I believe that we need to work to attract even more data centres to Norway. The advantages are manifold. Data-driven value creation, spurred by, for example, artificial intelligence and big-data analyses, could double our GDP growth by 2030, and a good digital infrastructure and secure data centres are essential for achieving this. Data centres are already providing 2400 jobs in Norway and are set to create far more in the future, not least in rural areas. To achieve this, it is crucial that we facilitate growth in this industry. Having data centres in Norway is also crucial for ensuring a robust national infrastructure that provides fast, reliable and flexible digital services throughout the country.

We have an excellent starting point in Norway, with ample and secure access to sustainable energy, a solid digital infrastructure, a highly skilled labour force and stable framework conditions. However, the competition is global and we constantly need to improve. Furthermore, it is essential to work actively to ensure local endorsement. Therefore, we are now updating the national data centre strategy – only three years after it was first launched. The pace of change in the digital economy is accelerating. I will work to ensure that the Norwegian data centre industry can create new jobs in a future-oriented and not least sustainable business sector.

Norway shall be a pioneering country in the development of a sustainable and circular economy that makes better use of its resources. There is a large potential to increase the use of waste heat from data centres in the future, and we have already seen good examples of how Norwegian data centres can support value creation in other industries. Enabling efficient use of waste heat from the data centres will help us achieve the goal of a sustainable and data-driven economy that makes use of regional competence and creates jobs for the labour market of the future.

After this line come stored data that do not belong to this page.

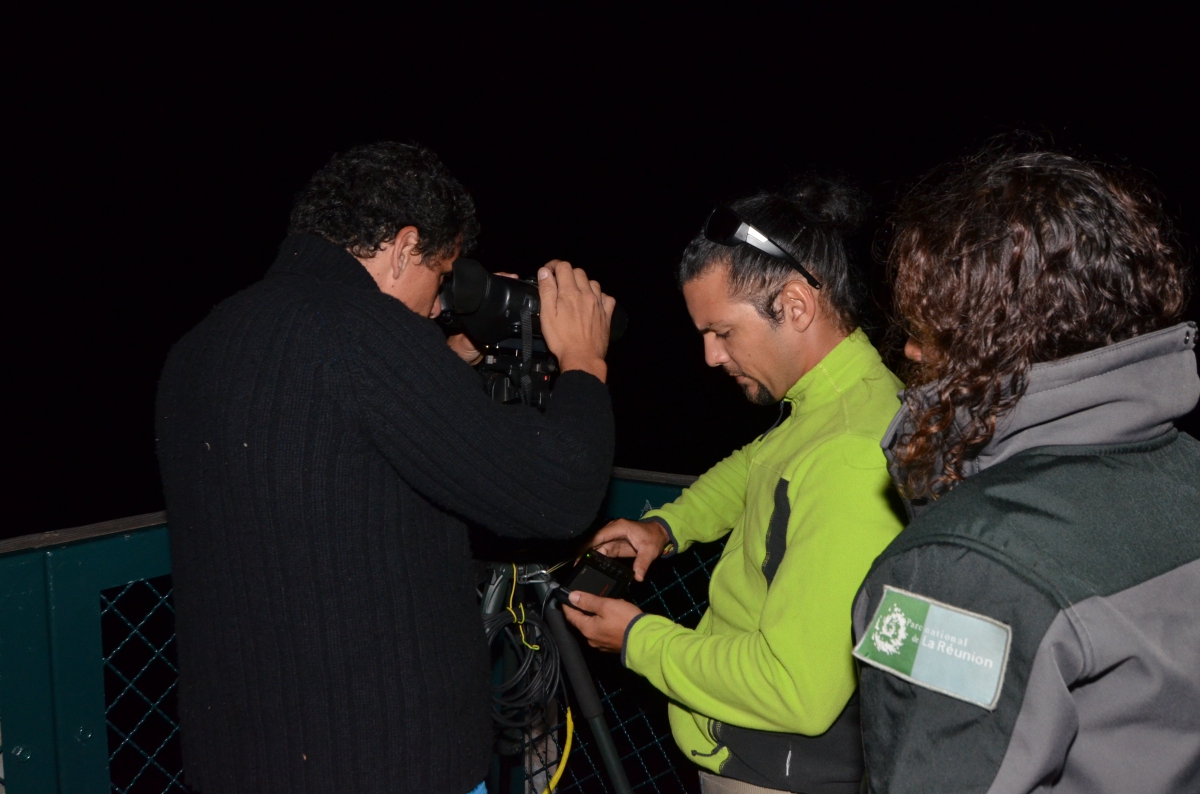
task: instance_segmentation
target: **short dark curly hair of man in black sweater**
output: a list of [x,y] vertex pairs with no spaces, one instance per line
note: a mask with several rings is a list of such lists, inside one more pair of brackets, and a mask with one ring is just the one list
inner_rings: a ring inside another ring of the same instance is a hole
[[384,142],[334,155],[313,174],[292,207],[288,234],[316,234],[370,257],[407,225],[420,234],[418,252],[436,257],[468,253],[479,235],[470,194],[437,155]]

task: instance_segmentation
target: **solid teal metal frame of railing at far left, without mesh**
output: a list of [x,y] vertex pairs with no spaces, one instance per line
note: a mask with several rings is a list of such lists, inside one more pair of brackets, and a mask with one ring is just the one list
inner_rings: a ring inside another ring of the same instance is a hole
[[109,715],[118,714],[106,697],[113,662],[102,631],[113,610],[102,603],[114,589],[169,573],[163,513],[0,541],[6,794],[114,790]]

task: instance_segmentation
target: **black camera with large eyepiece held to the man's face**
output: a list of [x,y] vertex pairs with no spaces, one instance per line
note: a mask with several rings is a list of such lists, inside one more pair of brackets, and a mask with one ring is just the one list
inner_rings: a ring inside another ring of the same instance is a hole
[[[478,369],[492,399],[545,410],[558,377],[558,360],[541,336],[538,282],[490,273],[474,259],[455,259],[439,300],[443,327],[449,333],[466,333],[484,355]],[[610,342],[628,325],[629,317],[618,306],[612,313]]]

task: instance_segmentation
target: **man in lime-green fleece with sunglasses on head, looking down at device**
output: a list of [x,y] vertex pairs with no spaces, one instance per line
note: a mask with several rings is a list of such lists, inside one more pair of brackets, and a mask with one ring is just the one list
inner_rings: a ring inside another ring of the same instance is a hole
[[[620,651],[671,700],[676,741],[706,794],[857,794],[863,777],[851,604],[901,529],[880,439],[900,381],[857,329],[859,294],[844,235],[857,194],[811,180],[713,212],[679,282],[704,337],[755,403],[780,421],[642,521],[595,536],[634,557],[642,579],[662,554],[728,534],[695,630],[583,593],[568,618]],[[586,614],[586,613],[592,613]]]

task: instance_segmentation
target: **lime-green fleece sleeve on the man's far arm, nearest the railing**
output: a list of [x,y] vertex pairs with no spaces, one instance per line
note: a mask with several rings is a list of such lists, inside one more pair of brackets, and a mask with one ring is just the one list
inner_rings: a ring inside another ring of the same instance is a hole
[[746,479],[750,475],[748,450],[751,446],[733,452],[702,474],[678,499],[649,511],[642,519],[664,521],[671,528],[676,552],[724,536],[745,510]]

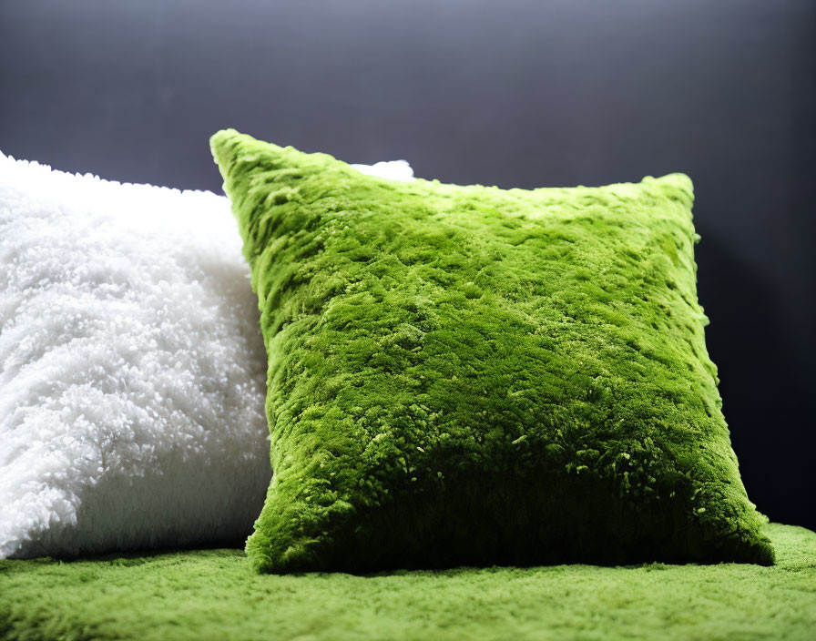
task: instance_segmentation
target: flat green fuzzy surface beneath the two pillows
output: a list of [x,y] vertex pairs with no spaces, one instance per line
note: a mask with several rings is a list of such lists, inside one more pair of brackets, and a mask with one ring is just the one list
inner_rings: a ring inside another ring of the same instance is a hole
[[778,564],[554,565],[257,575],[242,552],[0,561],[0,637],[810,639],[816,534],[771,524]]

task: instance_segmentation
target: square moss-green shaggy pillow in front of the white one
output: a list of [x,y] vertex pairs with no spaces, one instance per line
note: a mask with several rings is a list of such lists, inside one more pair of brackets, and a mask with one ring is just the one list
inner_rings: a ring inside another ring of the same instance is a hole
[[688,177],[505,190],[211,146],[269,354],[259,571],[773,563],[706,351]]

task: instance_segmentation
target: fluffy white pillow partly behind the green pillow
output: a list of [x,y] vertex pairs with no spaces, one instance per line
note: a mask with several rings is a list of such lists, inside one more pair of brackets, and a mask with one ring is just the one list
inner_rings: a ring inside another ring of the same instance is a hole
[[258,317],[227,198],[0,154],[0,557],[250,534],[270,482]]

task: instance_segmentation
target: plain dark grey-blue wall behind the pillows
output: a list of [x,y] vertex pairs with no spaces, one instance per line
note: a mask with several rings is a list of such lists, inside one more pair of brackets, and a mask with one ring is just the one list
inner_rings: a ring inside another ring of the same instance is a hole
[[694,180],[752,500],[816,528],[816,3],[0,0],[0,150],[220,189],[223,127],[500,187]]

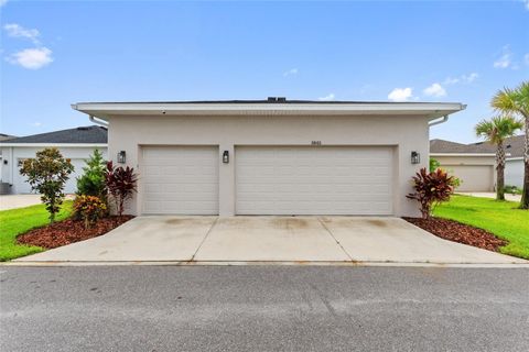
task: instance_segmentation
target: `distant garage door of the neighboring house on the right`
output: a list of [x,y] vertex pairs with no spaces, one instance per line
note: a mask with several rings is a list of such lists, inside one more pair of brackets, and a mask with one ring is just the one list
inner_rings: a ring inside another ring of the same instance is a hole
[[444,168],[461,179],[458,191],[494,190],[493,165],[446,165]]

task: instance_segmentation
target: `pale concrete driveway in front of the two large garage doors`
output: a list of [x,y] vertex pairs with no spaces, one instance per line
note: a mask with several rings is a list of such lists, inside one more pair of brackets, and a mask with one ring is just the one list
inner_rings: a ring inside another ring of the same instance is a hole
[[139,217],[17,262],[527,263],[382,217]]

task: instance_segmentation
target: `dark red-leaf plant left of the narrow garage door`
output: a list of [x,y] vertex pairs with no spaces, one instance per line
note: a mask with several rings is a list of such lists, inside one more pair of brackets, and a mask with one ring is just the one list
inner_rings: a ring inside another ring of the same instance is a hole
[[108,193],[116,202],[116,210],[119,216],[123,215],[125,201],[137,191],[138,175],[132,167],[114,167],[112,162],[107,163],[105,173]]

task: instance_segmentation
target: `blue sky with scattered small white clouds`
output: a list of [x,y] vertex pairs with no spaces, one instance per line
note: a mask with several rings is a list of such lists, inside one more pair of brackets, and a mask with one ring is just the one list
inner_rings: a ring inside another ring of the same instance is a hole
[[473,142],[529,78],[529,1],[1,3],[0,132],[89,124],[77,101],[458,101],[432,138]]

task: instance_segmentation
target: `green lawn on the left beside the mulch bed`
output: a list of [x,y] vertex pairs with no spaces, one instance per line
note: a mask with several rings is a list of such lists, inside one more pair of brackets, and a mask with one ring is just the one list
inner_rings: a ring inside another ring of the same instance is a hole
[[[56,220],[72,215],[72,200],[63,204]],[[44,205],[0,211],[0,261],[9,261],[44,251],[40,246],[15,244],[17,235],[50,222]]]

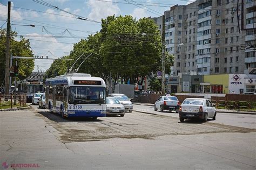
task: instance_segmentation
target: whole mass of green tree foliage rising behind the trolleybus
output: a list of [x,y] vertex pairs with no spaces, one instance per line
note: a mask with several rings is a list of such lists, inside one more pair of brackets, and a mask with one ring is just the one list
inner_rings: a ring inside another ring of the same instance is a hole
[[[134,83],[138,77],[161,69],[161,48],[161,35],[153,20],[109,16],[102,19],[99,32],[73,46],[67,56],[71,61],[53,62],[46,74],[49,74],[48,77],[63,74],[63,70],[70,70],[82,55],[70,71],[75,71],[84,61],[79,73],[90,73],[106,81],[111,72],[113,79]],[[166,73],[170,73],[171,65],[172,56],[166,54]]]

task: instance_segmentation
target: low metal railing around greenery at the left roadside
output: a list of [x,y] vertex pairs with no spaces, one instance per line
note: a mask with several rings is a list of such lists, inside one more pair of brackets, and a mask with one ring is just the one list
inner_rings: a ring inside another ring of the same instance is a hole
[[0,107],[3,109],[24,107],[26,105],[26,94],[2,95],[0,94]]

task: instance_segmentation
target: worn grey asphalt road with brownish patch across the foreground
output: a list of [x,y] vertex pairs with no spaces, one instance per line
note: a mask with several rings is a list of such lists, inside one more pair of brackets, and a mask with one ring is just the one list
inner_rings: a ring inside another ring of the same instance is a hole
[[256,168],[252,128],[135,111],[66,120],[32,107],[0,112],[2,162],[35,169]]

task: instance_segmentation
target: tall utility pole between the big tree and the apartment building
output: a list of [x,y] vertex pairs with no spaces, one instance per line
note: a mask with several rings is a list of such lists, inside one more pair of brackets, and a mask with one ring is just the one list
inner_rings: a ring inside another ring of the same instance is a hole
[[162,81],[161,94],[165,95],[165,15],[163,15],[162,24]]

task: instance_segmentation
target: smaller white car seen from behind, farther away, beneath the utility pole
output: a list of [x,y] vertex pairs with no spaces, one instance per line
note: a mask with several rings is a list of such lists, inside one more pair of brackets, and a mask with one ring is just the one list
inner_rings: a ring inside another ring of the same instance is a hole
[[154,103],[154,111],[160,109],[161,111],[175,110],[177,113],[179,112],[179,100],[175,96],[160,96],[158,100]]

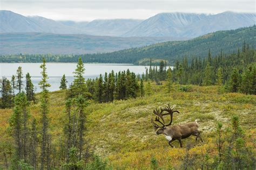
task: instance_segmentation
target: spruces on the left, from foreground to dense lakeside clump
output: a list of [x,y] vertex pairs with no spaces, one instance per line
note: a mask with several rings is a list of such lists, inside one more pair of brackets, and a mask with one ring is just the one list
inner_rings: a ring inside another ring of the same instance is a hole
[[[100,75],[99,78],[85,80],[83,77],[84,64],[79,58],[74,72],[75,79],[70,87],[67,89],[65,75],[60,82],[60,89],[66,89],[66,114],[63,118],[63,125],[59,126],[63,129],[59,141],[53,144],[50,133],[52,125],[48,115],[50,112],[48,91],[50,84],[44,58],[41,69],[42,80],[39,82],[39,86],[42,91],[39,93],[38,101],[35,100],[29,73],[26,74],[26,87],[25,92],[23,91],[21,67],[18,67],[17,75],[12,76],[12,83],[6,78],[2,80],[2,95],[6,91],[8,93],[2,96],[1,106],[3,108],[13,107],[8,133],[14,139],[14,144],[6,147],[9,149],[3,151],[6,168],[104,169],[106,162],[93,154],[88,143],[89,139],[86,139],[86,107],[92,100],[101,103],[143,96],[143,80],[129,70],[119,73],[112,71],[109,74],[105,73],[104,78]],[[6,84],[9,86],[7,90]],[[12,84],[14,86],[11,86]],[[6,97],[8,100],[5,100]],[[30,105],[35,102],[40,105],[39,119],[32,117],[30,113]]]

Thanks for all of the useful input to this work!


Linda Hofstad Helleland

‘Data centres are key building blocks in the modern digital infrastructure. By strengthening the marketing of the opportunities in Norway and expanding the digital infrastructure both domestically and internationally we facilitate continued growth in the Norwegian data centre industry. This will benefit both industry and individuals all over the country through increased value creation, new jobs in rural areas and digital services for all.’
  • Linda HofstadHelleland (Conservative Party)
  • Minister of Regional Development and Digitalisation


‘One of the Government’s priority areas in energy policy leading up to 2030 is industrial development and value creation through effective use of profitable renewable resources. Efficient power grid connections, a heat map to improve resource utilisation and requirements for waste heat analysis in data centres will increase the competitiveness of the Norwegian data centre industry. This will help realise the potential for growth that this industry represents.’
  • Tina Bru (Conservative Party)
  • Minister of Petroleum and Energy


‘We must continue our efforts to expand and further improve the already advanced digital infrastructure in Norway and strengthen our position as an attractive location for data centres. Roads and railways are both important transmission routes for digital infrastructure, and modern transport solutions depend on digital solutions. We must therefore make way for good and effective use of communication infrastructure that can help ensure further expansion of a future-oriented and secure digital infrastructure throughout Norway.’
  • Knut Arild Hareide (Christian Democratic Party)
  • Minister of Transport


‘Norway must make use of the opportunities that data represents with regards to increased value creation, more jobs all over Norway, and a public sector that supports industry. Accessible and secure digital infrastructure is required for Norway to successfully transition to a more sustainable society and a green economy.’
  • Iselin Nybø (Liberal Party)
  • Minister of Trade and Industry


‘Establishing sustainable businesses and new jobs in Norway should be easy. A well-functioning public administration and good information are crucial for us to succeed in this.’